Several industry figures have said they would still like to see greater simplicity in this area: a QXL spokesman, for example, said the company is still hoping for change. "The NI charge is totally uncontrollable, it goes up and down with the share price," added Andrew Bell, a tax partner at PricewaterhouseCoopers.

As a result of the government's moves to lessen the problem, and the dramatic falls in the stock prices of firms such as QXL, share options are no longer the focus of dotcom hopes for next week's Budget. Instead, ebusiness is looking to the Chancellor to help stimulate investment.

"The dotcom industry has matured and changed quite significantly over the last year, but there is still a prevailing sense of pessimism among venture capitalists regarding investment in startups. It would be a shame to lose the entrepreneurial spirit of the last few years," said Daniel Gestetner, chief executive of comparison site ShopSmart.com. "It is crucial for the government to offer tax incentives to encourage venture capitalists to invest in dotcoms."

Martha Bennett, chief executive of dotcom forum eBusiness Connect, said that small firms could be helped to invest in IT by the corporate equivalent of personal allowances, under which individuals keep several thousand pounds of their income tax free. "Small companies should have a chance to plough earnings back into the business," she explained. "It's expensive for them to build up their IT infrastructure."

The bigger companies could be helped by the expansion of a scheme announced a year ago. Brown introduced a £150m research and development tax credit, under which 150 per cent of research costs can be placed against a company's tax. But this only applies to small and medium-sized companies, said Bell.

"Even if you have an international company with a small research and development operation in the UK, they still won't qualify," he said. The size qualification is based on the company worldwide, discouraging large firms from basing research here.

Sorting out the VAT man

One dotcom is calling for a change in VAT. "At present, the VAT system is idiosyncratic and discriminatory," said Alexander Broich, UK managing director of book and music e-tailer BOL.com. "Books in print are not subject to VAT - rightly so - and yet audio books, or digital downloads, are."
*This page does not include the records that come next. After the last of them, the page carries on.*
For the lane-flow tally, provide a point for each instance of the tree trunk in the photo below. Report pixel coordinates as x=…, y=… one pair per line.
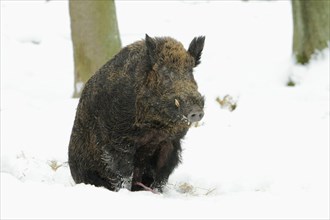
x=95, y=37
x=311, y=27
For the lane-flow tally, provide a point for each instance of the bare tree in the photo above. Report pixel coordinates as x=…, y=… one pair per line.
x=95, y=37
x=311, y=27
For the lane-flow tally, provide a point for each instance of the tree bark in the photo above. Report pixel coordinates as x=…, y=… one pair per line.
x=311, y=25
x=95, y=37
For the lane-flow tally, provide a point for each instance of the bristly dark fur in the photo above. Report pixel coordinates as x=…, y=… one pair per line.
x=132, y=115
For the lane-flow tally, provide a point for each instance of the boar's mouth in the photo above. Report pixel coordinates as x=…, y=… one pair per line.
x=173, y=114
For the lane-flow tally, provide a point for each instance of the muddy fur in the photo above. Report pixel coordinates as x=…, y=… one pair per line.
x=132, y=115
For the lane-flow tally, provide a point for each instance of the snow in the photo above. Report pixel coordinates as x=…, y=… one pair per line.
x=269, y=158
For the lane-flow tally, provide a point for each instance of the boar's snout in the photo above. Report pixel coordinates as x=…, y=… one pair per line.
x=196, y=114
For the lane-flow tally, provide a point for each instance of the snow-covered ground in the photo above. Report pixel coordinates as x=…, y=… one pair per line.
x=269, y=158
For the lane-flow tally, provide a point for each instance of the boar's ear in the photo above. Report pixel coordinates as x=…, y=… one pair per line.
x=151, y=48
x=195, y=48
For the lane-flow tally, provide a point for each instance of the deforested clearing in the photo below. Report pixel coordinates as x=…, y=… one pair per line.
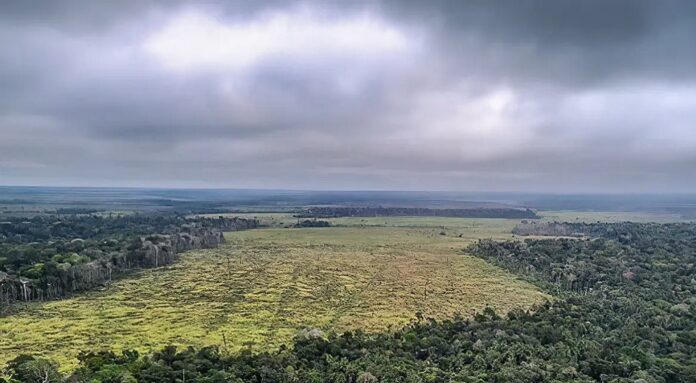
x=263, y=286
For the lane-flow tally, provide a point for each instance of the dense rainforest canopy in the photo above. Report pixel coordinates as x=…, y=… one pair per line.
x=623, y=311
x=51, y=256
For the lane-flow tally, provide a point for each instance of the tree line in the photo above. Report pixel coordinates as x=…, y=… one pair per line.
x=623, y=310
x=343, y=211
x=50, y=257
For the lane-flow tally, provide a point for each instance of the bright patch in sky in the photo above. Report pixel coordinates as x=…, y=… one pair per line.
x=197, y=41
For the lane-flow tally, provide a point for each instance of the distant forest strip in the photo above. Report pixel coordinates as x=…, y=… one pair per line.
x=624, y=312
x=623, y=232
x=335, y=212
x=50, y=257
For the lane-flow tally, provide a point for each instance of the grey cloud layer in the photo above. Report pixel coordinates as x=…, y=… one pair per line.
x=523, y=95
"This is a tax on format rather than product, and VAT should be removed from audio books and digital formats," he added.

Dotcoms are also anxious to see more joined-up thinking when it comes to the government's broader plans for IT. Broich pointed out that German media group Bertelsmann (BOL's owner) offered its staff free computers: a boost to the government's hopes for wider web access, but BOL still had to pay tax on what the Inland Revenue saw as a perk. "We are not looking for the government to contribute to these initiatives, just not to tax them," he explained.

Helga St Blaize, co-founder of IT business-to-business marketplace Acequote, said that she is hoping to see swifter progress in the government's plans to get the public sector online. "The government is consistently failing to deliver online," she said, adding that there have been successes that could be copied.
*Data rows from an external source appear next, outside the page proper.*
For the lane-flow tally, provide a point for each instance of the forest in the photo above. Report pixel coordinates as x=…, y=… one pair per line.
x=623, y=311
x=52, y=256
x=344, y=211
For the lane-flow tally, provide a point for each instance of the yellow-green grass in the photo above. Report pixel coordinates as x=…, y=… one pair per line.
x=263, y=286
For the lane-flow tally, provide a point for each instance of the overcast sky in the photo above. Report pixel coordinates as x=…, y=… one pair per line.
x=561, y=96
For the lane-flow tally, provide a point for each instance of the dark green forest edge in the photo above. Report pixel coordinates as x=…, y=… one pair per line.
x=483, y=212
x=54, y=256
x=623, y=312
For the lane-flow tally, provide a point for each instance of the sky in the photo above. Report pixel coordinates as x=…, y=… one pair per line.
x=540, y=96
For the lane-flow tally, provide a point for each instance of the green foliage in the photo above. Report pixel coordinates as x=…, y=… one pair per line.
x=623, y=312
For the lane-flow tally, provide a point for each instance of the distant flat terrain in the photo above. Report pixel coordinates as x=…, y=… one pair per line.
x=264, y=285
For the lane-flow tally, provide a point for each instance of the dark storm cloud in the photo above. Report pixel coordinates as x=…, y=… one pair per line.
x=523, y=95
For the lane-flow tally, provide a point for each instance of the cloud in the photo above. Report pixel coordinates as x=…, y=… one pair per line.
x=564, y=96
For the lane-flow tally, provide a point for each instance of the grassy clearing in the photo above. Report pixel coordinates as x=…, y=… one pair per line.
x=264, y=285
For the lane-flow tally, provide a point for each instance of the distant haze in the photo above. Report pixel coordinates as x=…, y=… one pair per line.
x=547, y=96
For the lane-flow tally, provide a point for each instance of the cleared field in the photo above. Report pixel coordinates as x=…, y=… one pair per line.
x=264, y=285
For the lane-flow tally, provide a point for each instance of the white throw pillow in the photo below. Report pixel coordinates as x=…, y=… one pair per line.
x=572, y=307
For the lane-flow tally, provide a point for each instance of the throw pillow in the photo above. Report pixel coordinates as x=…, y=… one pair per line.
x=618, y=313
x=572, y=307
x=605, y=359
"Recently we helped some housing authorities source large web-connectivity projects for their tenants - projects which were made possible by recent government legislation. Public sector initiatives such as this provide an incredible boost to the New Economy."

St Blaize also joined Bennett in hoping that the Chancellor will think again on the 1999 Budget's IR35 change to contractors' taxes.

Ebusiness is mainly looking for fine-tuning, rather than major changes, from Brown's speech this week. However, for a government which supposedly supports the New Economy, it's surprising how many times the Chancellor has managed to infuriate IT firms in previous Budgets.

Treat it like any complex financial statement: read the small print.